Jameson attributes the deteriorating situation to the rapid spread of the highly contagious Delta variant, people who took fewer precautions because they were ‘burnt out’ by months of social distance, and large numbers of unvaccinated people in some parts of the state.
“The patients who are in the ICU and are the sickest are almost exclusively vaccinated, but we see older [vaccinated] patients, typically 70- to 80-year-olds, admitted to the hospital. “These are people who may not have had such a good immune response,” Jameson said.
The Biden administration’s attempt to roll out a rapid-fire campaign has been hampered by strife among government scientists. So far, only 18 percent of the fully vaccinated population has had a booster shot, most of them older than 50, according to government data.
The increase in Covid cases before Thanksgiving has meant difficult decisions for many families planning a holiday reunion.
Natalie Chaudhuri, a 21-year-old student at Georgetown University in Washington, said she decided not to return to her home state of Texas, where both her parents are health care workers. Instead, she will meet her siblings in New York.
Chaudhuri said she and her siblings all got a scratch shot before the holiday and would be tested before and after the trip.
“I was more concerned, especially since we saw a big increase after Halloween on campus,” Chaudhuri added. “But we’re a majority vaccinated campus, so that helped me feel better about it.”

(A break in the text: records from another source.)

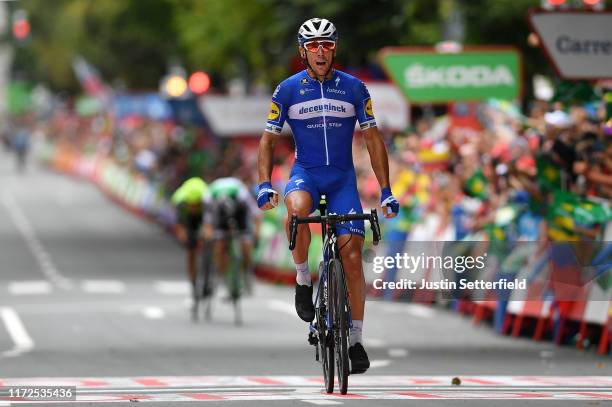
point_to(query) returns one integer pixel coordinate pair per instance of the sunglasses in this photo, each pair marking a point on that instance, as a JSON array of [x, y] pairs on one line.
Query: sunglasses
[[313, 46]]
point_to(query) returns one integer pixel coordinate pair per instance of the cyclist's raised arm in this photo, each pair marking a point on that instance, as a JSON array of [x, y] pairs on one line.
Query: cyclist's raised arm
[[378, 155], [265, 156]]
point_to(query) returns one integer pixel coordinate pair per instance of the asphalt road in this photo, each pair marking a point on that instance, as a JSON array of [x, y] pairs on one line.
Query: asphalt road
[[93, 297]]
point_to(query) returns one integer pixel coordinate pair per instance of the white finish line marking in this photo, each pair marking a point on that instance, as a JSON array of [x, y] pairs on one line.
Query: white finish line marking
[[153, 313], [309, 388], [33, 287], [27, 232], [17, 331], [103, 286], [172, 287]]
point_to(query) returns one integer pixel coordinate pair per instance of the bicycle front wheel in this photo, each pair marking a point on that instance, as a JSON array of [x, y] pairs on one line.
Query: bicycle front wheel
[[341, 328], [325, 324]]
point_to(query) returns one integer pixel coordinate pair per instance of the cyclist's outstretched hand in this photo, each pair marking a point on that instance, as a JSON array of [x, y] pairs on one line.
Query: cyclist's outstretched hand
[[388, 203], [267, 197]]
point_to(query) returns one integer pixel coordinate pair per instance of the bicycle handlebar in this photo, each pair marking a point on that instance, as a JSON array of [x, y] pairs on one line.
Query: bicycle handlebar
[[332, 220]]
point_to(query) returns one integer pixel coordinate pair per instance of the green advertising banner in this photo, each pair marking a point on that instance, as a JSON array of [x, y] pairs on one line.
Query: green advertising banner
[[426, 76]]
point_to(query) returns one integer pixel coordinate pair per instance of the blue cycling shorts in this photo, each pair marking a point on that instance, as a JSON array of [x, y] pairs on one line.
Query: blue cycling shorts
[[340, 188]]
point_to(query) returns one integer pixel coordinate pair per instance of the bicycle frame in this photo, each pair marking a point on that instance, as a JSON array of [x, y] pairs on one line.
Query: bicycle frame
[[330, 251]]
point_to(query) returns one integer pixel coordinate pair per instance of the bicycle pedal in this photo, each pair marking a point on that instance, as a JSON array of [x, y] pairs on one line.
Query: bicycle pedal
[[312, 339]]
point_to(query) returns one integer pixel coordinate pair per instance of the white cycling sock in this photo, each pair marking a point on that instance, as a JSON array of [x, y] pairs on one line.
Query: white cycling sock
[[303, 275], [355, 334]]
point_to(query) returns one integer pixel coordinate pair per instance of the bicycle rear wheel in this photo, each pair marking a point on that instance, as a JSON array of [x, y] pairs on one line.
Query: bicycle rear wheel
[[205, 280], [341, 329], [234, 278], [326, 339]]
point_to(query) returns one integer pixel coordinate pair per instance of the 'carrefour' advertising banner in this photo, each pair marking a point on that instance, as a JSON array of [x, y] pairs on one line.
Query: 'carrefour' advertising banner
[[426, 76]]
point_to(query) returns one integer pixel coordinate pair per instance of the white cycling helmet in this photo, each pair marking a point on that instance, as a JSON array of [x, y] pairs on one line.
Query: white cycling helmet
[[316, 28]]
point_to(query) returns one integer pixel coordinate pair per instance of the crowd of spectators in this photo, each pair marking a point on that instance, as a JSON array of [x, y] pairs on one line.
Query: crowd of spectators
[[455, 179]]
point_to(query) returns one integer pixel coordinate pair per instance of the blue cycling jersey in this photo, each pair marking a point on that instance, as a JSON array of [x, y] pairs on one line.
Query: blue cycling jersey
[[322, 117]]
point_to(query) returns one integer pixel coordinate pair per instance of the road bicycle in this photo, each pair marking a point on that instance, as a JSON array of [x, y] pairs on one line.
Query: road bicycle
[[329, 332], [207, 277]]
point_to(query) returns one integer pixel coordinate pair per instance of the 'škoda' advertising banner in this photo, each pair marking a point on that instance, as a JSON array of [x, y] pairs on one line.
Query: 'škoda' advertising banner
[[426, 76]]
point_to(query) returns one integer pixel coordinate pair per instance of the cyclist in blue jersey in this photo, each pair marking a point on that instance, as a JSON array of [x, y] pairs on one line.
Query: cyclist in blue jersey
[[321, 105]]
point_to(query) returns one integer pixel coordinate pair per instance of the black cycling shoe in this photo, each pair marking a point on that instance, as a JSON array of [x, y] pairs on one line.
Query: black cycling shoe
[[359, 359], [303, 302]]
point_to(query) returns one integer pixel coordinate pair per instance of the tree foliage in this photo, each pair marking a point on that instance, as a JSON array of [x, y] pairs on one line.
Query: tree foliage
[[132, 41]]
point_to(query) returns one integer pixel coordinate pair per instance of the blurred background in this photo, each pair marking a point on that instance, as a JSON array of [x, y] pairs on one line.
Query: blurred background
[[496, 115]]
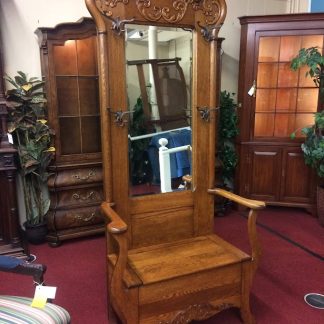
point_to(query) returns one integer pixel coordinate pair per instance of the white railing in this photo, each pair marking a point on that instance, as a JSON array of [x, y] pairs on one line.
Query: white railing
[[164, 161]]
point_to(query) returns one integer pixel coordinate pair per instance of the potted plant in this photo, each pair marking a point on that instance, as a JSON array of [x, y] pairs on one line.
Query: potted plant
[[226, 157], [313, 145], [32, 138]]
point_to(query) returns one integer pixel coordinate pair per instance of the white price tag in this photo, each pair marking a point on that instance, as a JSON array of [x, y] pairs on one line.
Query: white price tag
[[10, 139]]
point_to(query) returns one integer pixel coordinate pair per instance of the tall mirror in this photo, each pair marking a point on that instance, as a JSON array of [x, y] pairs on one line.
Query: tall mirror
[[159, 76]]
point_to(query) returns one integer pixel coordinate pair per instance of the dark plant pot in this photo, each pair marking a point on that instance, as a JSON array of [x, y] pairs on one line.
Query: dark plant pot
[[320, 205], [36, 234]]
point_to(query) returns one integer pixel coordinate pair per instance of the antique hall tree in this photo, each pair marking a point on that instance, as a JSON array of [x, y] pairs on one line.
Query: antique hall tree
[[164, 263]]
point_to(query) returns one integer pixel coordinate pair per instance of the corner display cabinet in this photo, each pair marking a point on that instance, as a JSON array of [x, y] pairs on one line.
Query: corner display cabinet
[[69, 68], [164, 262], [275, 101]]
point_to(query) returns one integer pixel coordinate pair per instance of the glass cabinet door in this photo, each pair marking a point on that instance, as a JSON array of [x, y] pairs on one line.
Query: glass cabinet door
[[286, 100], [76, 78]]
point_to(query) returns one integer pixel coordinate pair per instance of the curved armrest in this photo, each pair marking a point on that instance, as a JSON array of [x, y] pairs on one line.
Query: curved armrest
[[255, 206], [116, 225]]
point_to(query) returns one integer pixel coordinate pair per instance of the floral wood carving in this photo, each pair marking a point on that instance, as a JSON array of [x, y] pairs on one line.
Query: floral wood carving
[[105, 6], [213, 10], [197, 312]]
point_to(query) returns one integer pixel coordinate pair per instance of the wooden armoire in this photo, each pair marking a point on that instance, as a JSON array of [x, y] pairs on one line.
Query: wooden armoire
[[69, 68], [276, 101]]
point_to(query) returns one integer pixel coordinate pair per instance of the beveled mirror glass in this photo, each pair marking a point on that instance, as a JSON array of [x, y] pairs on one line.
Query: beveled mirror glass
[[159, 76]]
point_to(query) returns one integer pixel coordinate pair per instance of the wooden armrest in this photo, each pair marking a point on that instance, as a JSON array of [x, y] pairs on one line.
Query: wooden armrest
[[116, 225], [253, 204]]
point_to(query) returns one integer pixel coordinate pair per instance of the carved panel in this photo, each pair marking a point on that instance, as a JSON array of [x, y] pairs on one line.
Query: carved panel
[[154, 10], [197, 312]]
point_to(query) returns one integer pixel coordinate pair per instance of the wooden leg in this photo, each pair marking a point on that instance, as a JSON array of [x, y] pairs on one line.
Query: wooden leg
[[245, 309], [112, 316]]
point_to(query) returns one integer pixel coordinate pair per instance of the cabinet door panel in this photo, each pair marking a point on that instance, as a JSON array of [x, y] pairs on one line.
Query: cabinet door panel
[[297, 182], [265, 173]]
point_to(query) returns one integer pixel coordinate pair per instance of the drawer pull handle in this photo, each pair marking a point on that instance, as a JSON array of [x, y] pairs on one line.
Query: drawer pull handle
[[89, 196], [85, 219], [85, 178]]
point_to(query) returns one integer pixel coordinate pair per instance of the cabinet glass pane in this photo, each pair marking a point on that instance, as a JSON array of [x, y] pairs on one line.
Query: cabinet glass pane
[[289, 47], [312, 41], [65, 60], [269, 49], [286, 100], [89, 96], [267, 75], [265, 100], [284, 125], [86, 49], [303, 120], [67, 96], [286, 76], [90, 134], [70, 135], [307, 100], [264, 124]]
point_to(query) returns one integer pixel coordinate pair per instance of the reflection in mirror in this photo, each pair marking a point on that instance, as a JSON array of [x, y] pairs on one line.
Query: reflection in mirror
[[159, 69]]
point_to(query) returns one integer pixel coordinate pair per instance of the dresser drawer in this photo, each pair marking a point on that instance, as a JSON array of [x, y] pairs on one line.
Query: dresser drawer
[[78, 217], [78, 176], [77, 197]]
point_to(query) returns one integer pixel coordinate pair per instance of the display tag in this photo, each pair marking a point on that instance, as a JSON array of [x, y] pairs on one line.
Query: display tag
[[41, 295], [10, 139], [251, 92]]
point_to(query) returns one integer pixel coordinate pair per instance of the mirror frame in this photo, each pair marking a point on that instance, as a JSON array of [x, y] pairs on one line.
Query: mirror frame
[[205, 18]]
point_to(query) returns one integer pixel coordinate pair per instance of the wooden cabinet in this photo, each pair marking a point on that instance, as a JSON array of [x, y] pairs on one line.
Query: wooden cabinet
[[275, 101], [276, 174], [69, 68]]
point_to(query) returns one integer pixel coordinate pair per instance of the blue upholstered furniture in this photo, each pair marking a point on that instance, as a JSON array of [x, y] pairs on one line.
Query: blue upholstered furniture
[[15, 309]]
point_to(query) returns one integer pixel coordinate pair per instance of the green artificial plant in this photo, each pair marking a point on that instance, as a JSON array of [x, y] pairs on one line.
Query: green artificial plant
[[313, 145], [32, 138], [227, 131]]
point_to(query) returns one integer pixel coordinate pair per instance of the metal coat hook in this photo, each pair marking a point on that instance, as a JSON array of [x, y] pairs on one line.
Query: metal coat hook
[[121, 117]]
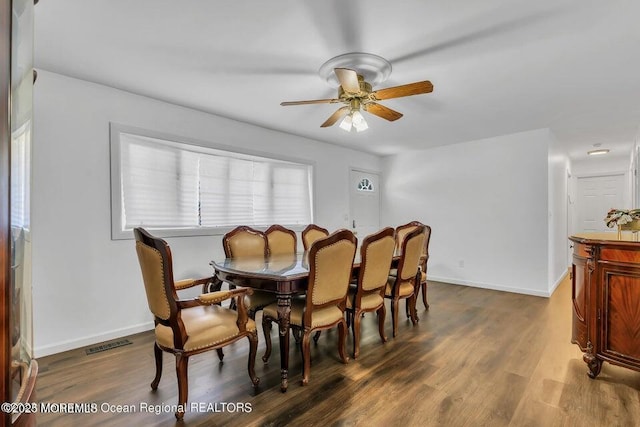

For many public health experts, increasing vaccination rates remains the key to ensuring that hospitals do not become overcrowded and that mortality rates do not rise.
“Just because we’re facing a fifth wave does not mean it has to be a deadly one,” said David Dowdy, an associate professor of epidemiology at Johns Hopkins University School of Medicine in Baltimore.
Dowdy said the difference between last winter’s deadly wave of Covid-19 and the impending surge is the much greater levels of immunity, mainly due to the vaccine.
He added: “That immunity may not always be enough to stop someone from getting sick, but in most cases it will keep them alive and out of the hospital.”